I haven’t established yet whether there is a standard website archiving solution which makes it easy to reconstitute and access a site; however, even if there is one, I think I shall feel more comfortable knowing that I actually have all the content in a single backed-up file. I shall feel even more comfortable when I have the book of pwofc.com in my bookcase.

Droid explorations and DMS alternatives

Things have started to move in our efforts to perform digital preservation on the PAWDOC collection. I’ve been running the National Archives DROID tool across the 190,000 files and Ross’s automated analysis of the results has turned up a number of issues including several hundred duplicates which we are investigating.
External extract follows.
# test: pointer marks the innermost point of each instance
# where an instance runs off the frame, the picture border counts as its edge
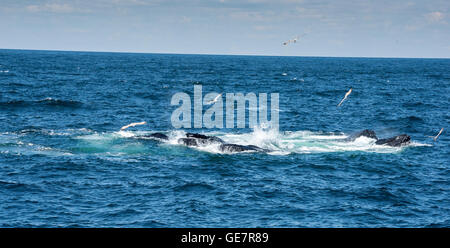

Among other things, DROID identifies file types and versions, and this has helped another strand of our investigations to try and gain access to about three hundred files which can no longer be opened. 150 of these are old PowerPoint files from the early 90s which neither the Microsoft viewer nor the earliest version of OpenOffice can open. However, the Zamzar online service, to which you download a file and specify what format you want it to become, successfully converted all of the examples which I submitted, into a version of Powerpoint I can open. Zamzar can’t deal with every problem file, especially those for which I no longer have the relevant application, for example, MS Project and iThink, though it did convert Visio drawings into PDF. We’re continuing to work through these files with the intention of getting a clear decision about what to do with each one so that specific actions can be included in our eventual preservation project plan.

Another substantial investigation underway is to try and identify a suitable alternative to the document management system (DMS) that controls the collection’s files. The future of the current DMS is uncertain, and is too complex to reinstall on upgraded hardware without expensive consultancy support. Jan’s exploration of alternative DMS and preservation repositories, highlighted the fact that, while there are several free to use public domain systems available, they all require multiple components and appear to be relatively complex to install, configure, and maintain. This observation has prompted me to be a lot clearer about the immediate requirements for the collection. It is hoped to find a long term owner, perhaps working in the field of modern history, and it’s possible that that person or organisation may require more sophisticated search and access control functions. However, until that eventual owner is found, only a minimal level of single user functionality is needed, and minimal system management and cost demands are essential. In light of this greater clarity, we are now also considering a low tech, low cost alternative which would involve inserting the Index reference number into the title of every file and storing all the files in the standard Windows folder system. After identifying a required Reference No in the Index, files would be accessed by putting the reference number into the folder system’s standard search facility. As well as looking at the pros and cons of such a solution, we are also investigating the feasibility of  getting the necessary information out of the current DMS and into the titles of all the document files. A further challenge that would have to be overcome is that the current DMS stores multi-page documents as a series of separate TIF files. If we were to move to the low tech Windows folder system solution, it would first be necessary to combine the files making up a single document into one single file. This would need to be an automated process as there are too many documents to contemplate doing it manually.

All these activities and more are required in order to be able to assemble a project plan with unambiguous tasks of known duration. We are continuing to work towards this goal.